One way to look at this project—hypothetically—is as a large task with 100 items to complete, and we are currently at step 33. More specifically, this is a project with three phases. The first phase, which is where we are at, starts with Jira and Jama. LHP Link’s bi-directional requirement traceability capabilities are strictly these two toolsets. Phase 2 would involve integration between Jira and other toolsets—such as Helix, IBM Rational Doors Next Generation, etc. Phase 3, finally, would involve integration between any two toolsets. No two toolsets are exactly the same so there will be substantial groundwork needed to develop LHP Link through each remaining phase. There is the slight challenge of understanding how each selected toolset operates, along with understanding and accounting for data schemas, attributes, data types, and link types.
Not many software products are delivered without both known and unknown issues, and continual support will be required. Whether that support comes strictly from LHP or the organization using this solution depends on the situation and how each party would like to handle support. Something else in the pipeline is an “Administration Guide,” which is being constructed in hopes of granting organizations who want to solve their own issues the freedom to upgrade their LHP Link implementation how they want. The goal is to make this solution more user-friendly for organizations interested in investing in it.
Traceability should be considered a vital organizational process because it allows organizations to track every component in a product. In our world especially, it is how we move a product from concepts and designs to a safe-functioning mechanical machine on the road for daily use. Having visible traceability of requirements can detect if there are any types of bugs or defects while developing a product, mitigating any future risks or halts in production. The purpose of requirements traceability is to develop reliable products that abide by the necessary automotive standards and compliances; without it, companies are limiting what they can achieve.

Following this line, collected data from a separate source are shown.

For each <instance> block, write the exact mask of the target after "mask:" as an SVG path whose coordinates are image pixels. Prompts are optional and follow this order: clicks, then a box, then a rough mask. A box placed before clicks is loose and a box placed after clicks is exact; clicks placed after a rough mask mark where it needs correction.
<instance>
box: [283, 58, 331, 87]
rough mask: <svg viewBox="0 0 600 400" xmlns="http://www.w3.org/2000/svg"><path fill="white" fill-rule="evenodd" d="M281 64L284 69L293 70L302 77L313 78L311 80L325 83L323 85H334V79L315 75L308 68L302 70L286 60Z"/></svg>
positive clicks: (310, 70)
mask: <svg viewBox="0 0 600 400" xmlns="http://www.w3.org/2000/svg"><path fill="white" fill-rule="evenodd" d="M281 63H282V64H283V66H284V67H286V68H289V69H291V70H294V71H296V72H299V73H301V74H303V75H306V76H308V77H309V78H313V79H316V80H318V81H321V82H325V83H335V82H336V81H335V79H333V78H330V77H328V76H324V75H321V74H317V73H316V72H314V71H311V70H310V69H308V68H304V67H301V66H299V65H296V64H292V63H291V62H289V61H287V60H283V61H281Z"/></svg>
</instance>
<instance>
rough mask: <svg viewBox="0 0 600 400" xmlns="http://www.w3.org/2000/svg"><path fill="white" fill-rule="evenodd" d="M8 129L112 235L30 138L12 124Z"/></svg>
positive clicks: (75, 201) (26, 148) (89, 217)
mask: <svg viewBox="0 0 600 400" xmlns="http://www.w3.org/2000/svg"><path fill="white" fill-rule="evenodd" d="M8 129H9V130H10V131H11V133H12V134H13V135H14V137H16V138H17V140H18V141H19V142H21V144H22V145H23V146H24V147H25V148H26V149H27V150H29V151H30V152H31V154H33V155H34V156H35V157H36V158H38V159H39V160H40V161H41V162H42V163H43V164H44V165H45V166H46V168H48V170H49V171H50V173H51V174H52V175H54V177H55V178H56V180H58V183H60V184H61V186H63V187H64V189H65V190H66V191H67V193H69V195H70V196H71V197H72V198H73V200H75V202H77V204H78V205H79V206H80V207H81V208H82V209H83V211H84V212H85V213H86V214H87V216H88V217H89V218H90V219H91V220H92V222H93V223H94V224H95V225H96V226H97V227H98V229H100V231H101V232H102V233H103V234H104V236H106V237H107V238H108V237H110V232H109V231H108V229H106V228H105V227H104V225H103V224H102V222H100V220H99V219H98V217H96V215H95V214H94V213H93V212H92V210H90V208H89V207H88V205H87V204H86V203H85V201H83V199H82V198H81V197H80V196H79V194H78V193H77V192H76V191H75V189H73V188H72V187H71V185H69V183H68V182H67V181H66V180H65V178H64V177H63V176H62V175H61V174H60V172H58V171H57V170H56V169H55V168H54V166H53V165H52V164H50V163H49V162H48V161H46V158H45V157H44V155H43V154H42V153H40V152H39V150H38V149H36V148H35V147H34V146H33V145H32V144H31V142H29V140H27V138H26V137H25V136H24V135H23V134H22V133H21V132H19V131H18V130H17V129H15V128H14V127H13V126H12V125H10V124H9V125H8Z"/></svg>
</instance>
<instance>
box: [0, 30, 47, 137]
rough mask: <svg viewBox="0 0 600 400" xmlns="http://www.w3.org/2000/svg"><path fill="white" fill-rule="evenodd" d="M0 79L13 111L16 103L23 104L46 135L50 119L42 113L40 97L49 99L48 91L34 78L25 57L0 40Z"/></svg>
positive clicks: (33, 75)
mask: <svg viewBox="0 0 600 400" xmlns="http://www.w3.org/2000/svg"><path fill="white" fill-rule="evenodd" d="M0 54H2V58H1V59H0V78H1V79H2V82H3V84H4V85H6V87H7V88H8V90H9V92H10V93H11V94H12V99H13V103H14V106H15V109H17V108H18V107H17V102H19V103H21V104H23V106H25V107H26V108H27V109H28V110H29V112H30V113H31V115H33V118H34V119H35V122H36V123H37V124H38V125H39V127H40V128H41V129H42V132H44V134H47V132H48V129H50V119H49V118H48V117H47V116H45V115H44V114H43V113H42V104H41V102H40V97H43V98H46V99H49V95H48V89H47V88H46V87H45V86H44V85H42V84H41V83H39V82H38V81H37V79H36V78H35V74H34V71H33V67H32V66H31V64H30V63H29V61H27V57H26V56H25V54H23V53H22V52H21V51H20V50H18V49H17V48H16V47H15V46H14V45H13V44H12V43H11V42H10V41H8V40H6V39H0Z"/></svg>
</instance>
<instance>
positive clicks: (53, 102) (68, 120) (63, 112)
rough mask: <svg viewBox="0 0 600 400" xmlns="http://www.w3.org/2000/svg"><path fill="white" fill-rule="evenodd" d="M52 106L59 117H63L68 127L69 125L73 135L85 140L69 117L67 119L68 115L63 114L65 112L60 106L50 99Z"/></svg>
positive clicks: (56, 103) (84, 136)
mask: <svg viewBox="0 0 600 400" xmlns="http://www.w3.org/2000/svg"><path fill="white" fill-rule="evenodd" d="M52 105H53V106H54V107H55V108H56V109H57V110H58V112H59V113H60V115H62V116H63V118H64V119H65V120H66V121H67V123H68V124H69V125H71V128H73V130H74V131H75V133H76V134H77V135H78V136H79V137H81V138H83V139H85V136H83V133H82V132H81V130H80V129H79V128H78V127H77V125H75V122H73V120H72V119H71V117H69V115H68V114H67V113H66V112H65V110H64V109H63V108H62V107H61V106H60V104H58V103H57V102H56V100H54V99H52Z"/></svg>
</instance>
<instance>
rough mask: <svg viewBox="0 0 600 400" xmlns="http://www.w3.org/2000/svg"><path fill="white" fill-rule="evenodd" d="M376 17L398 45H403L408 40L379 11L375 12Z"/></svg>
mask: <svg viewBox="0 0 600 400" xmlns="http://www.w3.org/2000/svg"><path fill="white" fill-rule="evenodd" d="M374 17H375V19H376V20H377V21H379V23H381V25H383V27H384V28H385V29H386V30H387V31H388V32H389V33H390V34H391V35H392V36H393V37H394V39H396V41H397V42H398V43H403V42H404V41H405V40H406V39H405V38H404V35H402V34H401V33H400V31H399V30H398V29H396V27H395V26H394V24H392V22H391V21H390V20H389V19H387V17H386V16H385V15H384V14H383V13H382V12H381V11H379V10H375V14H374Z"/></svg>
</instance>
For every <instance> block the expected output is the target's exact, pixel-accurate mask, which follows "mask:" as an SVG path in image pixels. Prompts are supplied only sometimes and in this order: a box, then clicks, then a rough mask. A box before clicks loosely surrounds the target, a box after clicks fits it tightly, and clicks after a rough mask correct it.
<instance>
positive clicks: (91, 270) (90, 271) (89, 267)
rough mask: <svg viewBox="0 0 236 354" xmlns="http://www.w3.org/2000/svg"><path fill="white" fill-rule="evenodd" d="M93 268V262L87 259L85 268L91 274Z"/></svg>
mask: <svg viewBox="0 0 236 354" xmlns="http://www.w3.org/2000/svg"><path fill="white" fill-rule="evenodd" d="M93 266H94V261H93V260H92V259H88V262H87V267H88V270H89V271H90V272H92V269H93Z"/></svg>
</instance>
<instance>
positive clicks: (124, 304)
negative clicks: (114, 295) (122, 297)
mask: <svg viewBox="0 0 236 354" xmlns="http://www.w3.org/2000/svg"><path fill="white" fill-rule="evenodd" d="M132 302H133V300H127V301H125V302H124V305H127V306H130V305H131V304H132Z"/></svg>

Traceability plays a significant role in the current technology emerging from the automotive industry and will most likely become even more important in the future. Optimizing your traceability process can either give you a competitive edge against rival organizations or leave you far behind the competition. Visibility helps ensure the product you go to market with reflects the standards and requirements established early on. In addition, efficient traceability will provide access in real-time, which can help organizations speed up their product development process overall. The bi-directional traceability features that our solution has provided benefits that not many solutions offer. LHP is a unique requirements traceability solution that adds value—value that can ensure continued organizational success.